Misconceptions About Environmental Pollution, Pesticides and the Causes of Cancer

Policy Reports | Environment

No. 214
Sunday, March 01, 1998
by Bruce N. Ames and Lois Swirsky Gold

Misconception #9: Pesticides and Other Synthetic Chemicals Are Disrupting Hormones

"Even if sperm counts were declining, there are many more likely causes, such as smoking and diet."

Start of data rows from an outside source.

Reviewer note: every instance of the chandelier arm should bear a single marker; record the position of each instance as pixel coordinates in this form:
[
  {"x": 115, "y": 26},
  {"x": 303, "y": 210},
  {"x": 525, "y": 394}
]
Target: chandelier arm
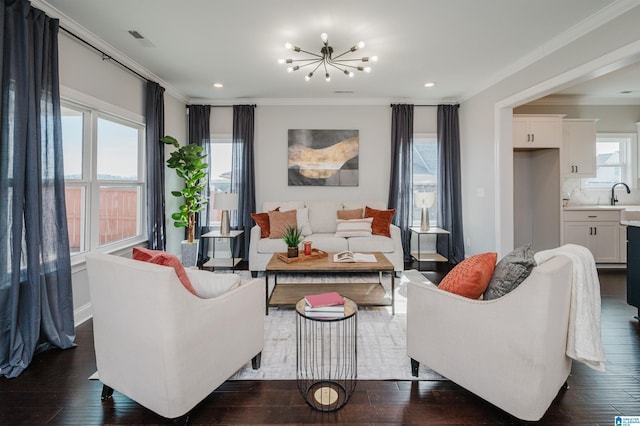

Synthetic hormone mimics have become an environmental issue. Hormonal factors are important in cancer, as mentioned in Misconception #2. The 1996 book Our Stolen Future73 claims that traces of synthetic chemicals, such as pesticides with weak hormonal activity, may contribute to cancer and reduce sperm counts. The book ignores the fact that our normal diet contains natural chemicals that have estrogenic activity millions of times higher than that due to the traces of synthetic estrogenic chemicals74 and that lifestyle factors can markedly change the levels of endogenous hormones [see Misconception #2]. The low levels of exposure to residues of industrial chemicals in humans are toxicologically implausible as a significant cause of cancer or of reproductive abnormalities, especially when compared to the natural background.75 In addition, it has not been shown convincingly that sperm counts are declining,76 and even if they were, there are many more likely causes, such as smoking and diet.